- Born: January 24, 1918 Arkville, New York, US
- Died: February 10, 2014 (aged 96) Front Royal, Virginia, US
- Education: Radford University, University of Georgia
- Known for: Short story writer Fisheries
- Scientific career
- Workplaces: American Fisheries Society

= Lochie Jo Allen =

Entomologist and writer

Lochie Jo Allen (January 24, 1918, Arkville, New York – February 10, 2014, Front Royal, Virginia) was an American musician, teacher, and writer. She began her career as a musician and was a teacher of music, language, and literature at the secondary and college levels. In the later part of her career, Allen worked for the American Fisheries Society (AFS), where she helped establish their membership magazine Fisheries and the J. Frances Allen scholarship (named for her older sister) for young women pursuing doctoral degrees in fisheries science. Allen is regarded as a pioneer for scientific publications and inclusion of women in fisheries who made significant contributions to the field of fisheries and to the AFS.

== Education ==
Lochie Jo Allen was born on January 24, 1918, in Arkville, New York, to J.W. Allen and Mattie Jo Linkous Allen. J.W. Allen died while Lochie and her sister were still in junior high.
Allen attended high school in Owego, New York, and Roxbury, New York, graduating with a College Entrance Regents Diploma in 1934. She received a BS in Education and an AB in Latin from Radford State Teachers College (now Radford University) in Radford, VA. She was further certified to teach in band and orchestra and public school music. She received an MA in English from the University of Georgia in 1956 and took graduate courses in School Law and Administration. She attended the University of Maryland for a doctoral program in English, where she completed all courses but did not finish the program.

== Career ==

=== Music ===
Along with her sister, Allen was one of two women in the Triple Cities Traction Company Symphonic Band when she was a teenager. She and her sister both played flute and piccolo in the band, the only two women among the 70 musicians in the band. She also held positions as an organist and choir director and organized and directed a group of professional singers, called "The Holiday Singers", who performed at nursing and retirement homes, civic clubs, jails, and other organizations.

=== Teaching ===
Allen spent the early part of her career as a teacher for music, language, and world literature at the secondary and college levels. She taught English, Latin, French, German, and music in secondary schools. She also held positions in the English Departments of Augusta College (now Augusta University), American University, and the University of Georgia, teaching not only composition but also American, English, European, Asiatic, and World literatures. She also worked as an Educational Specialist for the U.S. Army at Fort Gordon from 1961-1964.

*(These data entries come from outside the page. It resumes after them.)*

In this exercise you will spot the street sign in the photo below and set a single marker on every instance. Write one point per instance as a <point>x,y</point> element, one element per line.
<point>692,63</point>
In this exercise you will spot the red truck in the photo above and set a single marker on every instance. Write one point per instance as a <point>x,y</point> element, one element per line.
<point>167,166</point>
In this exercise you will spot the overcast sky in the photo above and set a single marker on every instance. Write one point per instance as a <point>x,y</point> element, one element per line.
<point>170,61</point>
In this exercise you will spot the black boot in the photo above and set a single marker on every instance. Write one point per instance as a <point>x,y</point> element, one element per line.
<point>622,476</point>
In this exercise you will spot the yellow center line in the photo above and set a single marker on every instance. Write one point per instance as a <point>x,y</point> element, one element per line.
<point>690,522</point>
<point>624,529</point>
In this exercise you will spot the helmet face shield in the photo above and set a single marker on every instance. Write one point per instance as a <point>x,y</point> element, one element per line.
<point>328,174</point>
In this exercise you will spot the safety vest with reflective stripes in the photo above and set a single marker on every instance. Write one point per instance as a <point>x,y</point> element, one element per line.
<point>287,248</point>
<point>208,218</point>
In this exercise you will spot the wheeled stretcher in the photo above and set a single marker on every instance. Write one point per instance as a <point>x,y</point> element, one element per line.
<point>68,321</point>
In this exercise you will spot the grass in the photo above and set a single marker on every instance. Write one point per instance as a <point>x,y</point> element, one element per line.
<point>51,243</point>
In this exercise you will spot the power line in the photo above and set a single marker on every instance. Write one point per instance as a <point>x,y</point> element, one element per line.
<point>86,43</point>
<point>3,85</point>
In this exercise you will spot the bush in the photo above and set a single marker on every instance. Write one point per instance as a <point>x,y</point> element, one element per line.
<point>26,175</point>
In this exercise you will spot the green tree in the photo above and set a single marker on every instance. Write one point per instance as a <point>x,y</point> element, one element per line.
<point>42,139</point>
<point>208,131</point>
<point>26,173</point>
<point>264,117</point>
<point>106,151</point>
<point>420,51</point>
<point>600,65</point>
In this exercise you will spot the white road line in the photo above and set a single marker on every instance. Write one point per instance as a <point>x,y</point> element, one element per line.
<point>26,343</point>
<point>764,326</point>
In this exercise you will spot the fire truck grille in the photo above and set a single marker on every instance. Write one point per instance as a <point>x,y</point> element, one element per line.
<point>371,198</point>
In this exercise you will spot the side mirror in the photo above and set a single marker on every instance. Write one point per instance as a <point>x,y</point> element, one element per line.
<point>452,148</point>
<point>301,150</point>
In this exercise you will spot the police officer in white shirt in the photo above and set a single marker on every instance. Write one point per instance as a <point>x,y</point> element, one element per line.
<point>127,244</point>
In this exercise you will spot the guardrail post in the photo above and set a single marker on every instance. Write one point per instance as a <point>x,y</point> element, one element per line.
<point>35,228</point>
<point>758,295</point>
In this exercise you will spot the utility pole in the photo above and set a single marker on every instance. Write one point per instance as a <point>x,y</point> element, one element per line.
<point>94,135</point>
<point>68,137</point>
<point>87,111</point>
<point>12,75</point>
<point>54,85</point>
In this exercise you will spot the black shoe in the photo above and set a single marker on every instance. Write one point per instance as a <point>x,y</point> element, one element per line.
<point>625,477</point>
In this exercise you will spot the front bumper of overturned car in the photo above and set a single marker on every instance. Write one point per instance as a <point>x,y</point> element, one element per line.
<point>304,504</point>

=== American Fisheries Society ===
Allen joined the American Fisheries Society (AFS) in the mid-1970s. She is credited with establishing the AFS membership magazine, Fisheries, with AFS Executive Director Carl Sullivan in 1976. She served as the associate editor (now called managing editor) for the magazine from 1976-1983. During her time with AFS, Allen edited over 50 articles. After her retirement, Allen created, published, and distributed a newsletter for retired AFS members called Homo Piscis Rusticus. Allen was also a member of the panel of the National Society of Technical Communication for judging science publications, and contributed to the Council of Biology Editors Journal.

==== J. Frances Allen Scholarship ====
AFS established the J. Frances Allen Scholarship in 1986, named for Lochie Jo's older sister who is also regarded as a pioneer for women in fisheries science, to encourage young women pursuing PhDs in the fisheries profession. It is believed that Lochie Jo advocated to create the scholarship. Lochie Jo contributed financially to the scholarship every year and worked to ensure that it remained a priority of AFS. When she died in 2014, she bequeathed a large portion of her estate to the scholarship.

== Honors and awards ==
Allen was elected to the national honor societies Kappa Delta Pi and Pi Gamma Mu, and was the president of Sodalitas Latina. In 2013, she was honored by the AFS executive director for her work as the first editor of Fisheries, who recognized her “confidence, devotion, diligence, intelligence, and creativity given in helping the American Fisheries Society obtain this most important milestone.”